U.K.-India defense trade will experience a “big increase” over coming years, said Suresh Surana, founder of the consultancy RSM India, but India will gradually move toward only purchasing critical components from British companies if these are manufactured in the Asian country.
Despite that, gray areas remain. An investigation by the University of Toronto’s research laboratory Citizen Lab released Monday associated India and three other countries with infecting mobile phones of officials at the U.K. Foreign and Commonwealth Office with the spyware Pegasus in 2020 and 2021. NSO, the Israeli company behind the software, claims it only sells it to state organizations.
Oil talks
Although the focus of Johnson’s trip will be security, Asquith said it would be important for the British prime minister to “maintain the momentum” on the U.K.-India bilateral trade talks, set to resume next week, by making progress nontariff barriers such as intellectual property and investment protection.

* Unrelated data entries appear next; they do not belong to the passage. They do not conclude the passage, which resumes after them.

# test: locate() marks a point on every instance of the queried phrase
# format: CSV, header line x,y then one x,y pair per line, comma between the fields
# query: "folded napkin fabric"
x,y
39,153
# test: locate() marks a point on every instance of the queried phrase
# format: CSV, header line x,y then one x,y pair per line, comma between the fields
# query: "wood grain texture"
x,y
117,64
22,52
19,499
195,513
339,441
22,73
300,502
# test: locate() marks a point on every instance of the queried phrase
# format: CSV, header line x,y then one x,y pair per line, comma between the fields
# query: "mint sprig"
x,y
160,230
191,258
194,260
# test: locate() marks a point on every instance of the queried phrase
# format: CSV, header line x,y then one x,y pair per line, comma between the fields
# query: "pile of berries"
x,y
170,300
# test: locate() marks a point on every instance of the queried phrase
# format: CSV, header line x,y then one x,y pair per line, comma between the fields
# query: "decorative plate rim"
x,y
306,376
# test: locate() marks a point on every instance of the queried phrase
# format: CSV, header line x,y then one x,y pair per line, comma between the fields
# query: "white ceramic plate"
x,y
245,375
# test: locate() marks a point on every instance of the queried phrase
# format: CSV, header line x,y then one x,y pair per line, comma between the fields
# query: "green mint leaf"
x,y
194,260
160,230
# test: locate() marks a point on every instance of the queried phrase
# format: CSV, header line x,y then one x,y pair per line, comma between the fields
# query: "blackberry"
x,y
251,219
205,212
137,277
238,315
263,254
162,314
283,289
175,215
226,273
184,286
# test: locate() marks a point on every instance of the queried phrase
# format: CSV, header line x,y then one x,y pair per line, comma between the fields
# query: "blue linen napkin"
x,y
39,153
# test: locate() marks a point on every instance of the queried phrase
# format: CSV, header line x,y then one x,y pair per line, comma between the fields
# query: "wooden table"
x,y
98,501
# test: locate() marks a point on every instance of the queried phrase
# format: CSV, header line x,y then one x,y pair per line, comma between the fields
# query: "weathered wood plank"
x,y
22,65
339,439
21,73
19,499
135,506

Fresh from a round of state elections, which saw Modi’s Bharatiya Janata Party (BJP) win in the largest state of Uttar Pradesh, the Indian prime minister is focused on other races later this year, including in his home state Gujarat in December.

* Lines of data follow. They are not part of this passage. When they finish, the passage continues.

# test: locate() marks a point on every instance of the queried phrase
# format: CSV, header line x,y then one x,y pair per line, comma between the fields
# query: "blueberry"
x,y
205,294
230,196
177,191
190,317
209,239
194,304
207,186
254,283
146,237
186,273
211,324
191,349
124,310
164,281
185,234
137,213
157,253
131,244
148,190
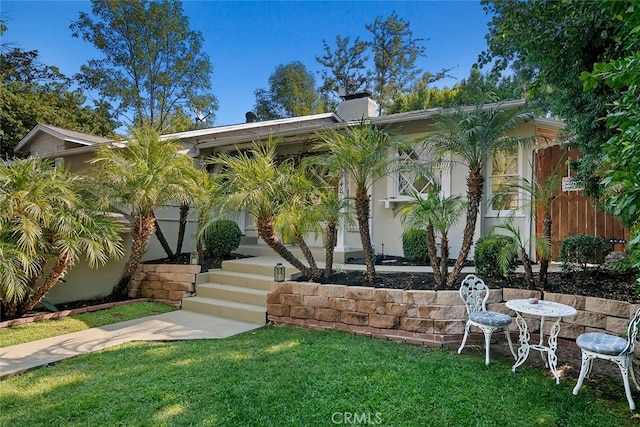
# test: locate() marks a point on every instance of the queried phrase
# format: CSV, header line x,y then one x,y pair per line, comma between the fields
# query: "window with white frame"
x,y
408,179
505,175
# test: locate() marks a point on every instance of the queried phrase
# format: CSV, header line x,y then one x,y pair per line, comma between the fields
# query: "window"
x,y
408,180
505,176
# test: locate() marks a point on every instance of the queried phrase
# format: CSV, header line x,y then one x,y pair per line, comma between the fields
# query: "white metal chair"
x,y
610,347
474,294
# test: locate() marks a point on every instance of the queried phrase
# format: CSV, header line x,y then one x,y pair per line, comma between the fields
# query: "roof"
x,y
60,133
296,128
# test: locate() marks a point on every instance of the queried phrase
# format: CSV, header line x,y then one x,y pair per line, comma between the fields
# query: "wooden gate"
x,y
571,212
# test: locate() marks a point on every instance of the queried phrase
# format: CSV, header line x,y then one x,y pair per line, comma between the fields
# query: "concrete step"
x,y
245,265
218,291
226,309
243,280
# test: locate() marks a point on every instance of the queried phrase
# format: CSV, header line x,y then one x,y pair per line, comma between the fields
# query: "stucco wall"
x,y
425,317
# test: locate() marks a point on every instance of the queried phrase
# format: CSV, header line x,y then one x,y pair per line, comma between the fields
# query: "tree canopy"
x,y
291,93
32,92
153,71
557,41
384,65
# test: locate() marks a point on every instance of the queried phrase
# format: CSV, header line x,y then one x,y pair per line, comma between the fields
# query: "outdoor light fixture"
x,y
278,272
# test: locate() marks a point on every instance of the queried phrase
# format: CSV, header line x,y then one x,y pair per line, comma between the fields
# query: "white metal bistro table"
x,y
542,309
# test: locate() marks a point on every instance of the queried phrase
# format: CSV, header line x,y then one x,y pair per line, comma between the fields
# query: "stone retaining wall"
x,y
166,283
426,317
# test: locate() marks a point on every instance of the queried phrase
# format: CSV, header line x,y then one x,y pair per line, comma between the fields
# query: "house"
x,y
572,214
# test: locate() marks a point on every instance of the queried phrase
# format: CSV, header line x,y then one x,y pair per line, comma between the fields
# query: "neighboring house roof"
x,y
62,134
290,129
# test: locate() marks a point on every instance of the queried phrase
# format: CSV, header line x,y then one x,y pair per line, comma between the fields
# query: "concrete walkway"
x,y
176,325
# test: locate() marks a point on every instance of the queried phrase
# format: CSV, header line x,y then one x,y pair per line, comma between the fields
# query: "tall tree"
x,y
32,92
46,225
395,52
142,174
361,154
291,93
621,171
471,138
153,65
558,40
345,67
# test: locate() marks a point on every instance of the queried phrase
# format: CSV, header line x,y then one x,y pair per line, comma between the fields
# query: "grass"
x,y
296,377
78,322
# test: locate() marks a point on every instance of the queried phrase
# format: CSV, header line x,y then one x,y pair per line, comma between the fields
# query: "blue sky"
x,y
246,40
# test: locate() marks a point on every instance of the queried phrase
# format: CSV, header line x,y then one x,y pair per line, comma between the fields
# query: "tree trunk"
x,y
264,227
444,255
475,182
544,262
331,231
433,256
362,215
528,272
58,272
162,239
182,226
142,230
15,307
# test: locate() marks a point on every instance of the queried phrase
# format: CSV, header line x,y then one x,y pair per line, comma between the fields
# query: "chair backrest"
x,y
632,332
474,293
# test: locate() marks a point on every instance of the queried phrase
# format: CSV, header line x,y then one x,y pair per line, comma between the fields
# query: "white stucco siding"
x,y
84,283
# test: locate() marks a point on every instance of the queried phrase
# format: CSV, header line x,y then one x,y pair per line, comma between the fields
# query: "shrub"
x,y
487,253
414,245
582,249
618,262
222,238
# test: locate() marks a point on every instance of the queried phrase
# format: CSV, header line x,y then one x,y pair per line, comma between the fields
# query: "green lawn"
x,y
78,322
282,376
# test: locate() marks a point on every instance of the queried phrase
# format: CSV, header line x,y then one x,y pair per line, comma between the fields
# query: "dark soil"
x,y
595,283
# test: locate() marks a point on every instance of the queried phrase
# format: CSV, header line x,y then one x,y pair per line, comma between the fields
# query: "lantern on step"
x,y
278,272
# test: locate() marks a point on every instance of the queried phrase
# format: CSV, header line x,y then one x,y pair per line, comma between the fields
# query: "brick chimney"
x,y
357,107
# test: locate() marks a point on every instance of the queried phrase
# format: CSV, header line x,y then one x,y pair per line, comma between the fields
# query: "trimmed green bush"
x,y
414,245
222,238
487,253
582,249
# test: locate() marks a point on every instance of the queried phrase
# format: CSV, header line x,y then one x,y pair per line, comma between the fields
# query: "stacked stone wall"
x,y
166,283
433,318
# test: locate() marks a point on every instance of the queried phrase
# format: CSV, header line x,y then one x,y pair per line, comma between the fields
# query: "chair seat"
x,y
598,342
490,318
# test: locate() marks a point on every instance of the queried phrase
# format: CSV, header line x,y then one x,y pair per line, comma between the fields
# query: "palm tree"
x,y
518,247
296,219
45,221
540,196
434,213
143,174
472,137
362,154
252,181
334,212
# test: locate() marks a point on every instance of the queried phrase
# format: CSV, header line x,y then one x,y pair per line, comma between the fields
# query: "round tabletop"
x,y
542,308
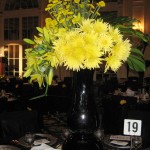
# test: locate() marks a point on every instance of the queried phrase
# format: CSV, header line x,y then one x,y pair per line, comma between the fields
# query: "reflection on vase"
x,y
83,119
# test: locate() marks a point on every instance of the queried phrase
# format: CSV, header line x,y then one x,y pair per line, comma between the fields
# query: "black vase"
x,y
83,118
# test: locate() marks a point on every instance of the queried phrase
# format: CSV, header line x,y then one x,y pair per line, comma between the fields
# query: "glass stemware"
x,y
29,138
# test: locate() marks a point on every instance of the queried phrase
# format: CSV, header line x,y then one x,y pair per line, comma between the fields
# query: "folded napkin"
x,y
43,147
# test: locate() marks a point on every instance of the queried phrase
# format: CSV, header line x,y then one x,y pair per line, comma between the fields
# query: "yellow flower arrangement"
x,y
77,37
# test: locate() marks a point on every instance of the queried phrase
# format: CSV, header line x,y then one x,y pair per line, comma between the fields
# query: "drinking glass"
x,y
29,138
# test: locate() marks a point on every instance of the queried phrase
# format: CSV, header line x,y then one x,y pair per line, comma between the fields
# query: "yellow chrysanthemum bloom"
x,y
87,46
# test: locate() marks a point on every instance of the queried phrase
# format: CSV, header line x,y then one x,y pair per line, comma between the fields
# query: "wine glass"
x,y
136,142
29,138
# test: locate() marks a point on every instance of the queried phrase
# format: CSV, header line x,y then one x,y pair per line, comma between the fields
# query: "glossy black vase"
x,y
83,119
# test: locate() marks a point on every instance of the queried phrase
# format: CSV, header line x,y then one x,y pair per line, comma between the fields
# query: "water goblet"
x,y
29,138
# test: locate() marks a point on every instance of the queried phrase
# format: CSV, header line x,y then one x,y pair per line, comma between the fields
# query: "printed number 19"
x,y
133,126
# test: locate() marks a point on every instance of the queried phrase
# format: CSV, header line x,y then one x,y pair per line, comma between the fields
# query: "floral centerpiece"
x,y
76,36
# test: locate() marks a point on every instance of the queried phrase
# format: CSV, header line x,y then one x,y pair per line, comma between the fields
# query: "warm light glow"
x,y
139,26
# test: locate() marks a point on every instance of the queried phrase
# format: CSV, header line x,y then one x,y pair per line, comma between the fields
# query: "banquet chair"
x,y
3,104
145,117
13,125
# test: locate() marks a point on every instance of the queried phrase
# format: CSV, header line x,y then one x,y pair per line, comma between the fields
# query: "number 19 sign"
x,y
132,127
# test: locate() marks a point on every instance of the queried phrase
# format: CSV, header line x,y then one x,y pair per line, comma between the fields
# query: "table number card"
x,y
132,127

“Confronting Russia or supporting the West does not have much resonance with the electorate,” Asquith said. “There are some in the political elite and in parts of the military where there is sympathy for Russia. It is unquestionably true that for most Indians, Ukraine feels quite a long way away and they don’t feel as emotionally connected to what is happening there as Europeans do.”
Modi will also focus on protecting the Indian economy first. Since the beginning of March, India has ramped up its imports of heavily discounted Russian oil. It also imported more Russian coal last month, reaching highs not seen in more than two years, according to data from commodity intelligence firm Kpler.
Europe’s own heavy reliance on Russian fossil fuels undermines Western calls on India on the energy front, said India’s Minister of External Affairs Subrahmanyam Jaishankar. Earlier this month, Jaishankar told a press conference in Washington that his country’s total purchase of Russian oil for April would be less than what Europe buys in an afternoon.
“If you are looking at energy purchases from Russia, I would suggest that your attention should be focused on Europe,” he said.
CORRECTION: An earlier version of this article misspelled the name of the former U.K. high commissioner to India. His name is Dominic Asquith.